As was the Ossian way, she was placed in the ground with no marker, given to the mercy of the Lady of Worms. She’d go back to the earth she’d come from, dissolving into the land she’d loved. And as they grieved for Orica, they also grieved for Cade. While the others threw soil over her still body, Aren’s eyes were on the burning fortress that had taken his best friend.
Vika prayed to Sarla, for Orica and Cade, and Garric, too. Aren couldn’t even muster any anger at that name, even though he still blamed him for Cade’s death. He’d been emptied by the past few hours. In the end, Garric wasn’t the villain Aren’s father had warned him about, nor the hero he’d once appeared. There were no heroes or villains here, or anywhere. He was just a man, flawed as the next, and he made his choices like the rest of them. Whether they were good choices or bad was a matter of perspective.
When Vika was done, she stepped back from the grave and looked to Harod.
‘Will you speak?’ she asked him. ‘You, who knew her best?’
He moved to the foot of her grave and looked down upo
n it. He was wearing his armour again, his velvets discarded, a knight once more. At last, he lifted his head, and in a high, frail voice, he sang.

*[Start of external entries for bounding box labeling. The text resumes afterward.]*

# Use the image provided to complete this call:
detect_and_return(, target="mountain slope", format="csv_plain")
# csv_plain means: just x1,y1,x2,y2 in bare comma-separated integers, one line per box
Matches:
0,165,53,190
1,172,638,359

The king stood at his window in his castle on the shore.
His family were sleeping, his foes were no more.
As he looked o’er the sea he heard knuckles on the door.
’Twas his seer, white as a ghost.
‘Sire, please beware, for a storm does draw near
That will tear down your walls and take all you hold dear.’
But the king laughed and knew he had nothing to fear
And he turned his old eyes to the coast.
His voice was weak and he could hardly hold a tune, but it didn’t matter somehow. Aren felt something stir inside him as he listened, a shred of defiance and battered pride amid the empty sadness. He couldn’t let Harod continue alone, and after hearing it so many times from Orica’s lips, they all knew the words. Aren lifted his voice with Harod’s, and one by one the others did, too.
He said, ‘I see no clouds, and the waves are not high.
Your omens mislead you, your bones fall awry.’
But the seer said, ‘Sire, not all storms come from the sky.
There are depths to which you cannot see.
‘The tide is returning, and coming right soon.
It brings with it those you have sent to their doom.
There’s a wolf in the waves who yet howls from its tomb
And the fallen keep long memory.’
Then the king said, ‘You lie! For this land is my land!
Passed on to me by fate’s bloodied right hand.’
‘But sire,’ said the seer, ‘though you think you command,
Your rule is but fleeting here.
‘There are elder things yet than the god you obey
And none may lay claim to this soil, try you may.
For this land will be here after you pass away
And its children will still persevere.’
By now, all of them were singing, even Grub. Despite everything, Aren’s heart swelled at the sound. His hand went to the Ember Blade at his hip. For all it had cost, they’d done something miraculous tonight. Cade would have appreciated that.